There are different types of DUI charges and different legal limits for DUIs. In Los Angeles County, the standard way a driving-under-the-influence case is charged is with two separate charges or two counts. Additionally, you have a case with the Department of Motor Vehicles. The two charges typically filed for a DUI in Los Angeles would be 1) driving under the influence of alcohol and/or drugs and 2) driving with a blood alcohol level of 0.08 or more. This means that the prosecutors are going to try to convict you of being impaired or basically drunk driving, and they are going to try to convict you of having a blood alcohol level that is over the legal limit.
If the blood alcohol level can be shown scientifically at 0.08 or above, they will try to get a conviction solely on that. The charge for driving under the influence of alcohol and/or drugs leaves a lot of wiggle room for prosecutors. There even are certain prosecuting agencies in Los Angeles that will try to get convictions of people when their alcohol level is below a 0.08. The first way to do that is by saying that the individual was impaired. The other is by saying that, mathematically or scientifically, the individual was over the legal limit. Either one could result in a conviction.
California has broken up the way DUI cases are charged by separating them into multiple subdivisions. There are separate charges for driving under the influence of alcohol, driving under the influence of drugs, and driving under the influence of both alcohol and drugs. Of course, there is still a charge for driving with a blood alcohol level of 0.08 or above. The state has done this in order to keep better track of how people are being convicted and what they are being convicted of. This all goes back to money because they want to know where to spend the money and how to obtain more money for the court systems and for the states. The National Highway Traffic and Safety Administration and the federal government want to know how to distribute grants. They want to know what types of charges there are.
The complexity of the law concerning DUIs even allows for someone with a blood alcohol level below 0.08 to be charged. Right now, California Vehicle Code 23-152 (A) does not point to a particular blood alcohol level. Someone could be at a 0.06 or 0.05, well below the 0.08 level, and still be charged with a DUI. There are prosecutors that will charge an individual at a 0.05 or 0.06. They will try to prove that according to the driving and field sobriety testing, a particular person was too impaired to drive, even though the individual is not at or over the legal limit.

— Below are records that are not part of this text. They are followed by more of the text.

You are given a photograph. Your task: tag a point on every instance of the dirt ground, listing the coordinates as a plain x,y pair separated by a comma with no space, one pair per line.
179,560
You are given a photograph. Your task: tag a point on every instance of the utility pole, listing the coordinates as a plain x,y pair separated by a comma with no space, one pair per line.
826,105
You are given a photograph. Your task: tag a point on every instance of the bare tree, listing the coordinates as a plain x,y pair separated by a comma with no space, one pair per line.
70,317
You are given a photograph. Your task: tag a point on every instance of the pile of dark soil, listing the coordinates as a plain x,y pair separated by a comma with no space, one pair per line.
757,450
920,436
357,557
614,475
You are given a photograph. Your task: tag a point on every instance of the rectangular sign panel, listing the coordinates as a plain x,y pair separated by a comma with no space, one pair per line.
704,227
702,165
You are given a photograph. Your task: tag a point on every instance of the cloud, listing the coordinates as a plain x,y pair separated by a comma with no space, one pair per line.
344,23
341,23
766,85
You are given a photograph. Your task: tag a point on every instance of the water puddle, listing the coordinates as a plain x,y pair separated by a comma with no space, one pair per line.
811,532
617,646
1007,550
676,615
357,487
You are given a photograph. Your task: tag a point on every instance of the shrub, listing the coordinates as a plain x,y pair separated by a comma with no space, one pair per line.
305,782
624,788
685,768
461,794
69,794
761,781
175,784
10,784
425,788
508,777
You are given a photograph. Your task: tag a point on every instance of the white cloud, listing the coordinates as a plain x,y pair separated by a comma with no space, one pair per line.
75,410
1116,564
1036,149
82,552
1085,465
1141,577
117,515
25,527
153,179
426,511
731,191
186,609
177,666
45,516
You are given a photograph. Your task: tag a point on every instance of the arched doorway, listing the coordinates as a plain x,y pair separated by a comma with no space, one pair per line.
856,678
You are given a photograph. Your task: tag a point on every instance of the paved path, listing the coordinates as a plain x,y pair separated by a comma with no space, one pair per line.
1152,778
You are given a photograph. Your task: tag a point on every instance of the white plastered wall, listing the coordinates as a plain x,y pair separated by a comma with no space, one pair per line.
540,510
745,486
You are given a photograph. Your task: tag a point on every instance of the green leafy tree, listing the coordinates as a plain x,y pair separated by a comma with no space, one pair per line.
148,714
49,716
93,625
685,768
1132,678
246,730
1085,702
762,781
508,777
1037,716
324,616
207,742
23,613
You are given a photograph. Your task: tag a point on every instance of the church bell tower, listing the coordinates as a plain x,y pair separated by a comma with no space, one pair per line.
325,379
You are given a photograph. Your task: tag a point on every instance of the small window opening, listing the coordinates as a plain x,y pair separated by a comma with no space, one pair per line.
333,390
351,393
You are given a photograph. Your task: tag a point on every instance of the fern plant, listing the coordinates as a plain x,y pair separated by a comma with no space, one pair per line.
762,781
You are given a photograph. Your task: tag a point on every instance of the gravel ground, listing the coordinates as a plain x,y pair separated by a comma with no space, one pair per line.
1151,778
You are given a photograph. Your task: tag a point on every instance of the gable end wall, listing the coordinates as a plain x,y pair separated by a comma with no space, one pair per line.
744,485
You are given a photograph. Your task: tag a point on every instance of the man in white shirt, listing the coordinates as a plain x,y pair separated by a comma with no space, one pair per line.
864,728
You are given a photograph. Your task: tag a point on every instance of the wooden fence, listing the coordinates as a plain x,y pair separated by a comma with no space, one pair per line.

There is also the real possibility of people being charged with driving under the influence of a combination of both alcohol and drugs. More and more recently, we see people charged with driving under the influence of both marijuana and alcohol. You could have very low levels of marijuana in your system and very low levels of alcohol, prompting prosecutors to say that the combined influence of these two substances are causing this individual to be impaired. Whether or not there is science that can back up those arguments, people are still being charged with a crime.